Ghana’s image in corruption fight low, says international relations expert

Ken Ahorsu of the Legon Centre for International Affairs and Diplomacy says Ghana is losing the fight against corruption

An international relations expert with the Legon Centre for International Affairs and Diplomacy, Ken Ahorsu, has declared that Ghana’s international image now is no different from other African countries that have been tagged with corruption.

Citing several court cases, including the Election 2020 Supreme Court petition, Ahorsu said even though the opposition National Democratic Congress (NDC) lost the case, it succeeded in casting doubt on the credibility of the judiciary when the bench refused to allow the chair of the Electoral Commission, Jean Mensa, to testify.

Speaking on The Big Bulletin with Beatrice Adu on Thursday (2 September), Dr Ahorsu said Ghana used to be revered in the comity of nations as having a high pedigree when it came to the rule of law and the fight against corruption.

“To be very frank, our image is no longer different from other nations in Africa though we had so much pride in ourselves that [with] Ghana, when it comes to the judiciary, when it comes to the tenets of democracy and when it comes to due process, we’re different and not one of the rest,” Dr Ahorsu said.

CDD survey

Meanwhile, a survey by the Ghana Center for Democratic Development has shown that a majority of Ghanaians do not believe President Nana Akufo-Addo can fight corruption.

The report, which sampled the views of 2,400 Ghanaians from all 16 regions of the country between 23 May and 3 June, also blamed the reduction in the president’s vote between the 2016 and the 2020 polls on his own performance and that of NPP MPs.

“Fewer than half [sic] of Ghanaians are optimistic that, in the next four years, the Akufo-Addo NPP-led government will perform ‘much better or better’ in addressing educational needs (45%), providing reliable supply of electricity (44%), maintaining roads and bridges (44%), and providing water and sanitation services (43%).
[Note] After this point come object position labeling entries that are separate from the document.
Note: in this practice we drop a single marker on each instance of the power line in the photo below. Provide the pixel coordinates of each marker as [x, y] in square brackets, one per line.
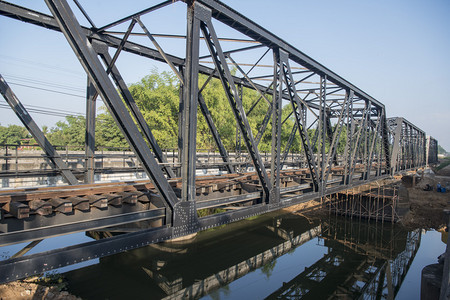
[44, 111]
[41, 82]
[48, 90]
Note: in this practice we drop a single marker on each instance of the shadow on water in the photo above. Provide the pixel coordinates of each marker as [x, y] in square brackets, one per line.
[274, 256]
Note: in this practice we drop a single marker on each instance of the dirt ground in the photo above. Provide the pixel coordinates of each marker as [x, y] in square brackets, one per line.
[426, 211]
[427, 207]
[29, 290]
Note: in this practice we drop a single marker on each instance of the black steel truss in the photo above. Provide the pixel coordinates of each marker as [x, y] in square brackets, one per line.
[346, 139]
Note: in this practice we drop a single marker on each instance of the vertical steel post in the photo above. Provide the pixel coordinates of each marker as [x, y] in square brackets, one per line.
[189, 112]
[277, 106]
[90, 132]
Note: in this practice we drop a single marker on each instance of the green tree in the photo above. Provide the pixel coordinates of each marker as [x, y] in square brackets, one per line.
[13, 134]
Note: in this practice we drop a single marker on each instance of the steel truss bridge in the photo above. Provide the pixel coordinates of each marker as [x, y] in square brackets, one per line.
[166, 207]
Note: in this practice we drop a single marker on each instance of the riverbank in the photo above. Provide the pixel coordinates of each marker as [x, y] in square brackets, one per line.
[426, 211]
[426, 207]
[35, 288]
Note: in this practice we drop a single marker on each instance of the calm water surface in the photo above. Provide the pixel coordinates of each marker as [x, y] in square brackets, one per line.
[273, 256]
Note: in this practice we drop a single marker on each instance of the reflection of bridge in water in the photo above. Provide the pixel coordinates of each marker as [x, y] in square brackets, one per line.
[325, 134]
[363, 259]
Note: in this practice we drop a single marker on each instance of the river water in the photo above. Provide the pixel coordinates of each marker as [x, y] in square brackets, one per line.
[272, 256]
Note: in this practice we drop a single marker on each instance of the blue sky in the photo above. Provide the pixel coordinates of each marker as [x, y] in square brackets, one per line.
[396, 51]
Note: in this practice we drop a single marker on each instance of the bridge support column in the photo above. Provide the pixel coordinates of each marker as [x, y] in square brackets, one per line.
[185, 213]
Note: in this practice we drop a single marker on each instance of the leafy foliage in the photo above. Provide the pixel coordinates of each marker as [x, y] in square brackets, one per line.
[13, 135]
[157, 96]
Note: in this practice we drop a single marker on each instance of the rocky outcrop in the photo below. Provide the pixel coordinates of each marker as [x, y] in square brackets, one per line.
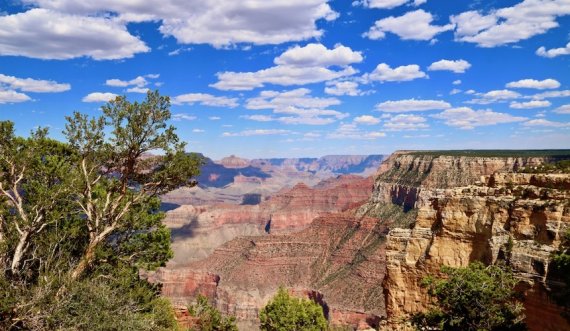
[514, 217]
[230, 179]
[198, 230]
[338, 258]
[438, 209]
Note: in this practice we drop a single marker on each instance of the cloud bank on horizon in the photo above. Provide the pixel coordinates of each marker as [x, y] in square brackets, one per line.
[299, 77]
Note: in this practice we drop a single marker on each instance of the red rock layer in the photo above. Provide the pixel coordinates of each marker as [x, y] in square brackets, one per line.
[340, 257]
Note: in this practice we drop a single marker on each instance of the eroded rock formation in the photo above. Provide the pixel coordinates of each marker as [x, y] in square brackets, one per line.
[338, 258]
[198, 230]
[365, 265]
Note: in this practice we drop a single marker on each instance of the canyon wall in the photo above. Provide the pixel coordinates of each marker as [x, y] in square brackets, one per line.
[198, 230]
[463, 209]
[338, 259]
[365, 264]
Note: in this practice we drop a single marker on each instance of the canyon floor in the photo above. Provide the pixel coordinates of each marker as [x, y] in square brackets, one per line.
[361, 244]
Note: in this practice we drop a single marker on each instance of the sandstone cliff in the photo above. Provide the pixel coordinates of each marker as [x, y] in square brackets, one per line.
[438, 210]
[450, 222]
[198, 230]
[338, 260]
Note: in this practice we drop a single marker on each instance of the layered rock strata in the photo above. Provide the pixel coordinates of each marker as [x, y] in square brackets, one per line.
[518, 218]
[338, 258]
[198, 230]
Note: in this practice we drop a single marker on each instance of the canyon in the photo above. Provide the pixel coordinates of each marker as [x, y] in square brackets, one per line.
[364, 261]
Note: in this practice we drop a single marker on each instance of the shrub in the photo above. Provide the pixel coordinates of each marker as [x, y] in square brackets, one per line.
[476, 298]
[285, 313]
[209, 318]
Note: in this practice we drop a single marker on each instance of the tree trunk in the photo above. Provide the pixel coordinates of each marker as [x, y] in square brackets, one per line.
[85, 261]
[19, 252]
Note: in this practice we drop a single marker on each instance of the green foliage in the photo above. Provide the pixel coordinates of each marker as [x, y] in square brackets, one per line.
[287, 313]
[79, 219]
[121, 302]
[208, 318]
[560, 270]
[476, 298]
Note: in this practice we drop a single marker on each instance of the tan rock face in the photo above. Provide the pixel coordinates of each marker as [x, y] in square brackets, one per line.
[198, 230]
[457, 226]
[361, 274]
[339, 257]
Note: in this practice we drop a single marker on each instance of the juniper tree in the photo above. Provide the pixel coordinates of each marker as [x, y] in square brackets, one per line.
[83, 216]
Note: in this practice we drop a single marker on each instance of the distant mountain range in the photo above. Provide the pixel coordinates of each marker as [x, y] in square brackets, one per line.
[224, 172]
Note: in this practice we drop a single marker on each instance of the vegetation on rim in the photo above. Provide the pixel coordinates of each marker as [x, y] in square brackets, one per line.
[78, 219]
[284, 313]
[474, 298]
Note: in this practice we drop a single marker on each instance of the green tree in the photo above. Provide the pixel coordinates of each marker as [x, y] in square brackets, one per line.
[560, 270]
[475, 298]
[208, 318]
[287, 313]
[79, 219]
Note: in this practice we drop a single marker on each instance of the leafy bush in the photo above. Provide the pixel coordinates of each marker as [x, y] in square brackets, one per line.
[79, 219]
[475, 298]
[560, 270]
[286, 313]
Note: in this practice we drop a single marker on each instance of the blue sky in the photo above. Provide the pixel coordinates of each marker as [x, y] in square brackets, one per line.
[291, 78]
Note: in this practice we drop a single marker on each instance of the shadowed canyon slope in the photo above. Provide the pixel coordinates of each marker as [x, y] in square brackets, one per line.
[240, 181]
[364, 265]
[198, 230]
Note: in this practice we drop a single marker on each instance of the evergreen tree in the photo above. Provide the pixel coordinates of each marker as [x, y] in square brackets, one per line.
[287, 313]
[208, 318]
[79, 219]
[475, 298]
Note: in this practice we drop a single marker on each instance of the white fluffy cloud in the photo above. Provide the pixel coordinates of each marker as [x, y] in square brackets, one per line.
[494, 96]
[383, 4]
[257, 132]
[342, 88]
[457, 66]
[565, 109]
[317, 55]
[183, 117]
[295, 107]
[547, 123]
[551, 94]
[467, 118]
[294, 98]
[47, 34]
[135, 85]
[404, 122]
[530, 104]
[32, 85]
[205, 100]
[294, 67]
[351, 131]
[366, 119]
[384, 73]
[216, 22]
[535, 84]
[414, 25]
[401, 106]
[511, 24]
[9, 96]
[99, 97]
[554, 52]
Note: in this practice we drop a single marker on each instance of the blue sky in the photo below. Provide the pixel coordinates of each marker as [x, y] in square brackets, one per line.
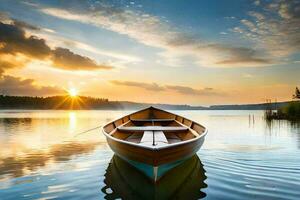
[196, 52]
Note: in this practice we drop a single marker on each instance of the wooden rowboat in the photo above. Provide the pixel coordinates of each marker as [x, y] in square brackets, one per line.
[154, 137]
[185, 181]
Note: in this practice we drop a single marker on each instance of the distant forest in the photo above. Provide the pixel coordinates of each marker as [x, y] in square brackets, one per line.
[90, 103]
[78, 103]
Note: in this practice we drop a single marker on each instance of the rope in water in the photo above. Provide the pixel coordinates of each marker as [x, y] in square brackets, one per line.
[87, 131]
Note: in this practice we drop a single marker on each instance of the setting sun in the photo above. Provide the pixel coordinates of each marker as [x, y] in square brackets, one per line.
[73, 92]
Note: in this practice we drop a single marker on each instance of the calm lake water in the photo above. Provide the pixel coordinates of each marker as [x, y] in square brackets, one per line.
[42, 156]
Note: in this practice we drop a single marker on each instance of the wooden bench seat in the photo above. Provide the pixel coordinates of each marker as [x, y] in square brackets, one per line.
[152, 120]
[159, 137]
[152, 128]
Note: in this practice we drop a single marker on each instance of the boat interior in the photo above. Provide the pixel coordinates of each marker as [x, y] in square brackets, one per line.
[154, 127]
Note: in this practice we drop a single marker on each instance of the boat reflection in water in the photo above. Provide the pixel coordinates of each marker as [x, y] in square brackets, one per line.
[183, 181]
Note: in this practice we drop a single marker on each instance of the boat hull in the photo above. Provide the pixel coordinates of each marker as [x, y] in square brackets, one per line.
[184, 181]
[155, 157]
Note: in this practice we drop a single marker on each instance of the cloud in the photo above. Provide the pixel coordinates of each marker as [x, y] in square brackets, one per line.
[65, 59]
[163, 88]
[147, 86]
[10, 85]
[17, 50]
[152, 31]
[191, 91]
[275, 29]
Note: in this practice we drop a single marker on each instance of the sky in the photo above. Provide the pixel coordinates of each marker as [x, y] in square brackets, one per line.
[179, 52]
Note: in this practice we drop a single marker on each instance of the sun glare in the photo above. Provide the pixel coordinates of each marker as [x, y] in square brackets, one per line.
[73, 92]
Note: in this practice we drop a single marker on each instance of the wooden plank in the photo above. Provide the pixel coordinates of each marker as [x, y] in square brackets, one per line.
[152, 120]
[147, 137]
[160, 137]
[152, 128]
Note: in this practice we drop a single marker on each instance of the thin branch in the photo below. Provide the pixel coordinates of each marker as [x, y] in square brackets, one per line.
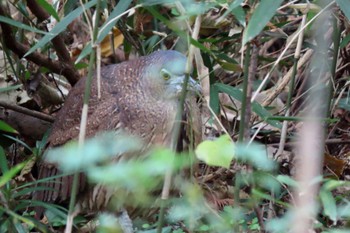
[20, 49]
[27, 111]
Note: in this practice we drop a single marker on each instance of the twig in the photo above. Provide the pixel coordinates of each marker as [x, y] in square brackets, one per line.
[27, 111]
[20, 49]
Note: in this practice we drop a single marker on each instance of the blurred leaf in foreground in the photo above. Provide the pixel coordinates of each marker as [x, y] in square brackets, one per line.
[219, 152]
[98, 149]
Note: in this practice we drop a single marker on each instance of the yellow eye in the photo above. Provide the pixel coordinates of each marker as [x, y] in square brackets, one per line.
[165, 75]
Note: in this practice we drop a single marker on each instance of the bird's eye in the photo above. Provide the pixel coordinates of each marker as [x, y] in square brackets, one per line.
[165, 74]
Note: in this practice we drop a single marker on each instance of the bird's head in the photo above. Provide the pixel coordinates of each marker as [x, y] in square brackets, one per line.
[166, 73]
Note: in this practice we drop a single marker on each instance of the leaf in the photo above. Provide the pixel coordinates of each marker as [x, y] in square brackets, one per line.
[256, 107]
[106, 45]
[61, 26]
[254, 154]
[329, 205]
[112, 19]
[8, 175]
[219, 152]
[7, 128]
[344, 6]
[21, 25]
[261, 16]
[100, 148]
[48, 7]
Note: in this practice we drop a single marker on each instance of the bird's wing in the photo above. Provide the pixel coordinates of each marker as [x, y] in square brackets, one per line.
[67, 127]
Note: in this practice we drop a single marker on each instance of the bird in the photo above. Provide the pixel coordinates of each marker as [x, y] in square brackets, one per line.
[140, 96]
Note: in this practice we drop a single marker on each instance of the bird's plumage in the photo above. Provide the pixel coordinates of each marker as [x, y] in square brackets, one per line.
[140, 96]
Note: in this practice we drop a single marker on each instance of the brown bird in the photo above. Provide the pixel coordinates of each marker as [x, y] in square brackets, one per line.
[140, 96]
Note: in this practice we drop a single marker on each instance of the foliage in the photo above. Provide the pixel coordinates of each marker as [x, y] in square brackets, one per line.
[246, 54]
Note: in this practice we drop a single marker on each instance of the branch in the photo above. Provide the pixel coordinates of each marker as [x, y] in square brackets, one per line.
[20, 49]
[27, 111]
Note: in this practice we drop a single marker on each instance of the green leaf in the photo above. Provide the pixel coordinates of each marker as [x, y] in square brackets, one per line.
[219, 152]
[329, 205]
[7, 128]
[61, 26]
[113, 19]
[287, 180]
[344, 6]
[8, 175]
[233, 6]
[86, 51]
[261, 16]
[256, 107]
[48, 7]
[254, 154]
[240, 15]
[3, 161]
[102, 147]
[21, 25]
[345, 41]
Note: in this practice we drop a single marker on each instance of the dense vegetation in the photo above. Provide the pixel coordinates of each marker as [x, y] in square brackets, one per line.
[274, 156]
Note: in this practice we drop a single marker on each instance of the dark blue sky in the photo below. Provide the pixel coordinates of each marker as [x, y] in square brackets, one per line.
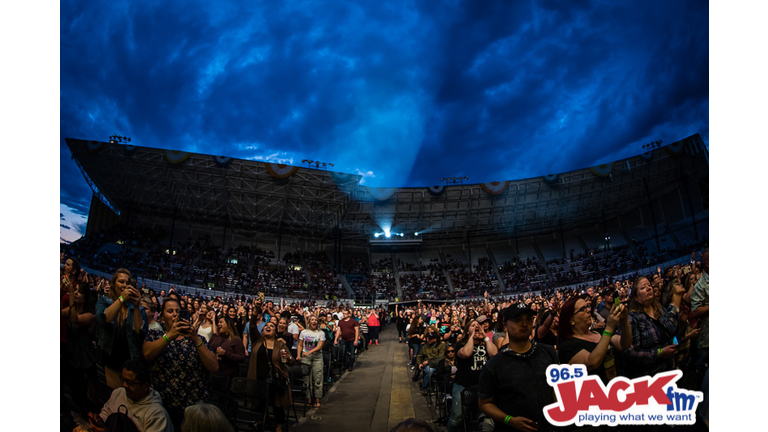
[401, 92]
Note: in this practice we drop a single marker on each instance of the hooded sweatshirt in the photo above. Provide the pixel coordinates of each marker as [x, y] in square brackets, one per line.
[147, 414]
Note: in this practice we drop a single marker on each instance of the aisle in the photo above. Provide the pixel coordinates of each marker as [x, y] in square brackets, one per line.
[377, 395]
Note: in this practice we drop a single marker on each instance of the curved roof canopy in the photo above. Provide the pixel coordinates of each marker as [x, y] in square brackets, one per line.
[258, 198]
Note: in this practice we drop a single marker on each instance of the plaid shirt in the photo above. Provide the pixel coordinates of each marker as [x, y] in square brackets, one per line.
[648, 335]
Only one-third (35%) are optimistic about government’s ability to reduce crime,” the survey said.

“Only about three in ten Ghanaians or fewer are optimistic about the government’s ability to fight corruption (30%) and promote collaboration between the ruling and opposition parties (25%),” the report said.

It further noted: “While Ghanaians are split (48% vs 48%) on the government’s ability to ensure that the rule of law is upheld in the next four years, majorities are not confident in its ability to protect the country’s financial resources (53%) and curb corruption and official impunity (62%).

“Ghanaians are evenly split in their confidence in government’s ability to consolidate the gains made in the Planting/Rearing for Food and Jobs programme in the next four years, but a majority (61%) express lack of confidence in the government’s ability to expand the one million-dollar per constituency initiative,” the report said.

It however noted most Ghanaians are hopeful that some things will get better in the second term of the Akufo-Addo government.

“In general, most Ghanaians expect changes in the way the Akufo-Addo-led NPP government handles a number of national development issues in the next four years.  A majority of Ghanaians (52%) are confident that the second Akufo-Addo-led NPP government will consolidate the gains of the Free SHS programme, but a similar proportion (57%) have no confidence in the government to expand the 1D1F initiative across the country.”